WBAP-TV aired its first broadcast on September 27, 1948: the visit of President Harry S. Truman to Fort Worth.  The station’s original broadcasts were from the Fort Worth Star-Telegram building in downtown Fort Worth, but in June of 1949, the staff moved into the first television facility in the southwest, the studio location still used today. 

The Carter family held control of the station until 1974 when LIN Television bought WBAP and changed the call letters to KXAS – a play on “TeXAS”.  In 1998, NBC purchased a controlling interest in the station and continues to manage it today.  The Fort Worth facility is home to NBC 5, Telemundo 39, Telemundo Production Center, NBC Arthouse, NBC Network News and NBC Universal Television Distribution.

The station has a rich history of firsts.  Aside from being the first television station in the southwest, it was also the first TV station to broadcast local news in the state; the program was called The Texas News. It was also first to carry a local golf tournament, the first live college and high school football telecasts, first to produce a live weather program and first with helicopter aerial shots.

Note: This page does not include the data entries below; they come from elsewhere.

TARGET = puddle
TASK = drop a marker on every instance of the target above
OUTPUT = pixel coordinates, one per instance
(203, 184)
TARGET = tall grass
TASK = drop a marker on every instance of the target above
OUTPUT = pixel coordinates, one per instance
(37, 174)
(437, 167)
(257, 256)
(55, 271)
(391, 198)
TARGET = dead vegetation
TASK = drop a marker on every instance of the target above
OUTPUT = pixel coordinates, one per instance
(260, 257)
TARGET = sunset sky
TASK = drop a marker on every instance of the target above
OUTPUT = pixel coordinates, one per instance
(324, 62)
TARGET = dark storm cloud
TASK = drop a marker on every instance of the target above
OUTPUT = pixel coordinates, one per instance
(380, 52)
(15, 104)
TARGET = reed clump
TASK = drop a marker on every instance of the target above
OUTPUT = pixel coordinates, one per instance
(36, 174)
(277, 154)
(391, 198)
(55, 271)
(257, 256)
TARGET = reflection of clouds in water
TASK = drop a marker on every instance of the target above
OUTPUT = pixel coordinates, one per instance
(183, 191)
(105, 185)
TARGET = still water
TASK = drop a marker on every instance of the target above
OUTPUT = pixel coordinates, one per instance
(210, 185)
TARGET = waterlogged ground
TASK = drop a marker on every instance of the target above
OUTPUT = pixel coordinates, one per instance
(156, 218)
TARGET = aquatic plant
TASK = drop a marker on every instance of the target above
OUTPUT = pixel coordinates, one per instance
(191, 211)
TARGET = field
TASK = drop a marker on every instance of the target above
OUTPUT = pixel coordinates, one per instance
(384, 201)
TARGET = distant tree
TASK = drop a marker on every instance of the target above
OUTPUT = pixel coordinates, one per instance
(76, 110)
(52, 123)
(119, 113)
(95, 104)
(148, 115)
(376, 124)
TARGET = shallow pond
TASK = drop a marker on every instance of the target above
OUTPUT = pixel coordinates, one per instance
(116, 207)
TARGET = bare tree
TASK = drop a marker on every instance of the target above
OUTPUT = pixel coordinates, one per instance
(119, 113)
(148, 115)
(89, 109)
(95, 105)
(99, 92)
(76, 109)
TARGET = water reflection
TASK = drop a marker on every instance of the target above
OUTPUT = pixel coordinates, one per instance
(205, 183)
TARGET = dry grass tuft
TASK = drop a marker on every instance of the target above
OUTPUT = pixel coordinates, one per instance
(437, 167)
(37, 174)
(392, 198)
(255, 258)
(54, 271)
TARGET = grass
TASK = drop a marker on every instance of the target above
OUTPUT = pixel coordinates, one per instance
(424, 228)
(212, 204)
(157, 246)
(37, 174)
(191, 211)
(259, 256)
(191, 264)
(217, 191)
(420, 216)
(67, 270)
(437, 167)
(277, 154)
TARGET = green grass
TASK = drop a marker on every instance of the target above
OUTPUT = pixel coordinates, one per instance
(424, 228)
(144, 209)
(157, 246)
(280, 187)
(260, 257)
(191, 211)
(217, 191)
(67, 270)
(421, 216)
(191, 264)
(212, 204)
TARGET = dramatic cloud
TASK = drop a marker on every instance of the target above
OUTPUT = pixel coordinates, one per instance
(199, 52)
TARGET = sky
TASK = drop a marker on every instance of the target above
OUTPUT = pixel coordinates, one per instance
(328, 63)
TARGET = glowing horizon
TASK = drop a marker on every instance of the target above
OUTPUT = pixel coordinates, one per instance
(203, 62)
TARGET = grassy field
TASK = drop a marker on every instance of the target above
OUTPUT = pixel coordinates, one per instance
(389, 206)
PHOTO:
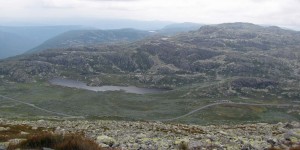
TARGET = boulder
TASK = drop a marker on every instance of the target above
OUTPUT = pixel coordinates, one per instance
(103, 139)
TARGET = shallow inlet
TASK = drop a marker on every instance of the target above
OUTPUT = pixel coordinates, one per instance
(81, 85)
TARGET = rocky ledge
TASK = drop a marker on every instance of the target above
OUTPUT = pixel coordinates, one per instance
(157, 135)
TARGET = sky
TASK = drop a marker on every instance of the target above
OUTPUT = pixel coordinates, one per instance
(285, 13)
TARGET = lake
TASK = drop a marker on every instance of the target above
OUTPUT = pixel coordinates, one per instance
(81, 85)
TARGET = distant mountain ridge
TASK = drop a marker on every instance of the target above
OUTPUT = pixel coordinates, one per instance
(76, 38)
(16, 40)
(235, 58)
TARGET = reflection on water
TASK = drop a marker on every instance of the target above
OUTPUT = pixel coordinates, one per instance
(81, 85)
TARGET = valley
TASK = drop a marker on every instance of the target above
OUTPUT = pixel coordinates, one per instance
(255, 68)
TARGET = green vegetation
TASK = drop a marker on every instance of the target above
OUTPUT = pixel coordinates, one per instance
(239, 62)
(125, 106)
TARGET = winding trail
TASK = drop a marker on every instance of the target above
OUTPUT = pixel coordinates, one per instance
(39, 108)
(225, 103)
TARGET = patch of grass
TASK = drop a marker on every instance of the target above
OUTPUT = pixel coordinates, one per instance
(15, 132)
(58, 142)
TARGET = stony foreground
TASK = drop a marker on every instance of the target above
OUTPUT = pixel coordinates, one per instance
(157, 135)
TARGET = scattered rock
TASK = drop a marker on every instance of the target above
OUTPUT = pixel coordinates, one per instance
(103, 139)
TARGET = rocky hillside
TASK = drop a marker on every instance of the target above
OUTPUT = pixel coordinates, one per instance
(229, 59)
(157, 135)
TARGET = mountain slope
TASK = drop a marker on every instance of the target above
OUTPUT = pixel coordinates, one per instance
(8, 46)
(237, 59)
(77, 38)
(17, 40)
(179, 28)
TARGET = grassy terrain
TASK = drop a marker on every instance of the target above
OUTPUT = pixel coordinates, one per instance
(125, 106)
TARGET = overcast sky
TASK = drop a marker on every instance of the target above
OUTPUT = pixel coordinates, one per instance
(270, 12)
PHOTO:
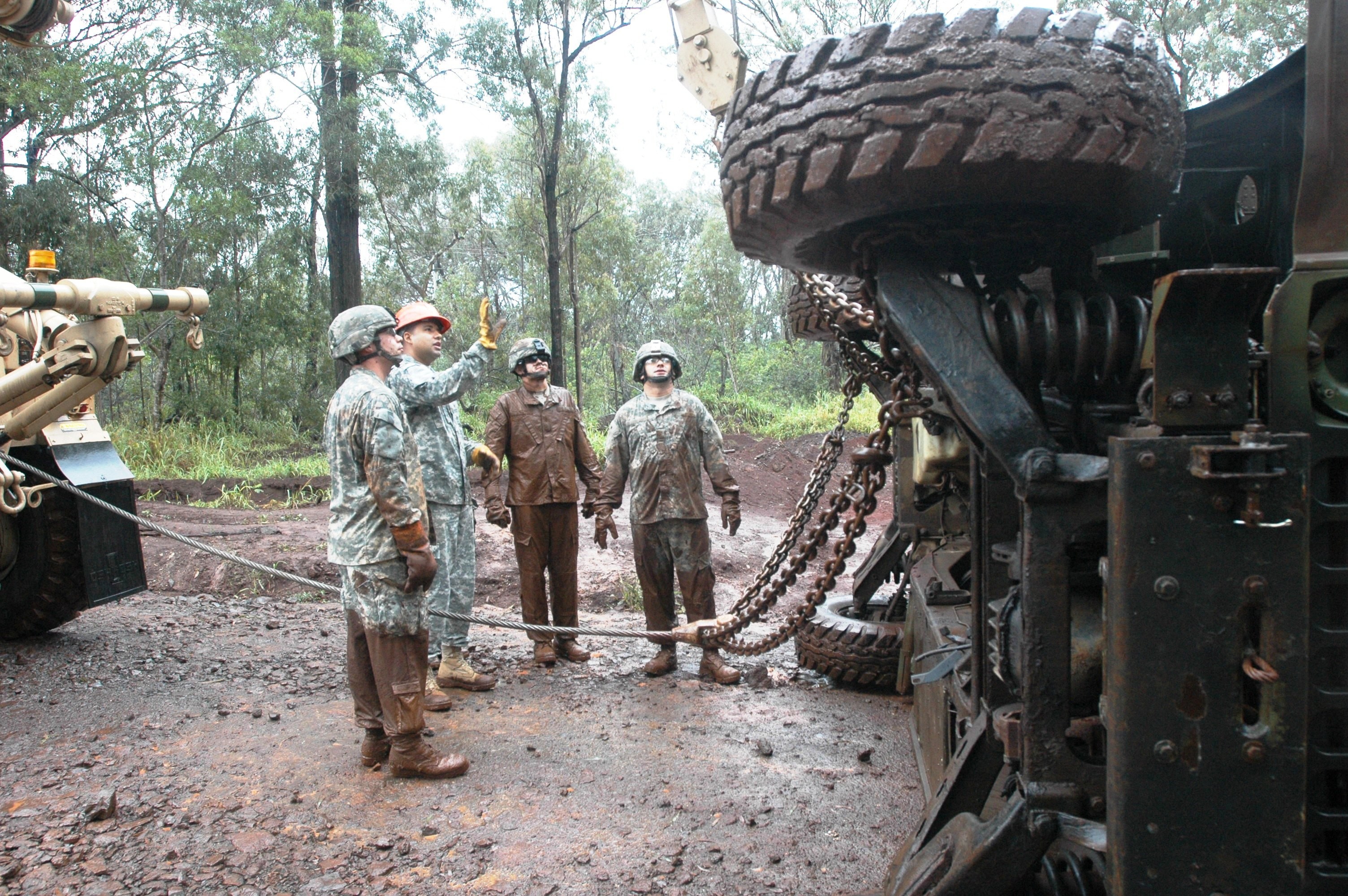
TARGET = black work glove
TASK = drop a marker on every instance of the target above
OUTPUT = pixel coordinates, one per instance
(731, 515)
(497, 514)
(605, 526)
(421, 569)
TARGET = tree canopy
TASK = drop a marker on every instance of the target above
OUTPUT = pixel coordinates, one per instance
(212, 143)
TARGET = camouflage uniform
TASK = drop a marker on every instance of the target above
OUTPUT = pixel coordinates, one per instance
(376, 486)
(432, 403)
(661, 446)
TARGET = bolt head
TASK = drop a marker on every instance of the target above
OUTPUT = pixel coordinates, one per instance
(1167, 588)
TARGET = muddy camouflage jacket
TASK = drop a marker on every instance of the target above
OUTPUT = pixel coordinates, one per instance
(375, 472)
(431, 399)
(661, 445)
(545, 445)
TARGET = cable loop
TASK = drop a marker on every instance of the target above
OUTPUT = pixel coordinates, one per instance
(1258, 669)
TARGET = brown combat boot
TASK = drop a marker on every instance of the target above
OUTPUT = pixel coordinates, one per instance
(414, 758)
(374, 750)
(455, 672)
(715, 666)
(436, 701)
(664, 663)
(570, 651)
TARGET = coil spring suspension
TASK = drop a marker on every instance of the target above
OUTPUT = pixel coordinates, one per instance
(1071, 879)
(1085, 347)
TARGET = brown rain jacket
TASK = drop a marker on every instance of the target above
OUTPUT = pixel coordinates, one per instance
(545, 446)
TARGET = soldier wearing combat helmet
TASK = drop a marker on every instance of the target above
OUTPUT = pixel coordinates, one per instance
(431, 399)
(378, 539)
(660, 442)
(537, 429)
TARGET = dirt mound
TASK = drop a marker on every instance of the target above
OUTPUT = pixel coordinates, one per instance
(300, 490)
(273, 527)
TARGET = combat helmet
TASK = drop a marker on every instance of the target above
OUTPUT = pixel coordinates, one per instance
(526, 349)
(654, 349)
(356, 328)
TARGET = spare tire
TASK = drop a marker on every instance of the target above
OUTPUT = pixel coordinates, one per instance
(850, 650)
(1029, 142)
(42, 582)
(808, 323)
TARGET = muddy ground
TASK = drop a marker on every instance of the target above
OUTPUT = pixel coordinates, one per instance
(215, 709)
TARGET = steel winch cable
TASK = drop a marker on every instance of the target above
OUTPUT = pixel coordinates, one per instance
(660, 638)
(755, 603)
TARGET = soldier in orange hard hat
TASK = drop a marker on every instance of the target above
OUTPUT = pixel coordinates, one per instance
(431, 399)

The station was part of an event that changed the world and television. On November 22, 1963, NBC viewers learned that President John F. Kennedy had been shot and killed in Dallas. Then two days later, WBAP-TV captured live images of Jack Ruby as he shot and killed Lee Harvey Oswald, the accussed assasin of the President. It was the first time a murder had been witnessed live on network television in the United States. The Kennedy assassination kicked off a seventy-seven hour live consecutive coverage event. 
 
NBC 5’s historically strong position in weather forecasting has its origins with Harold Taft, the first TV meteorologist west of the Mississippi, and one of only three in the U.S., when he signed-on in October 1949. To this day, NBC 5 employs only degreed meteorologists to deliver forecasts, maintaining its tradition of reporting immediate, accurate and reliable weather information.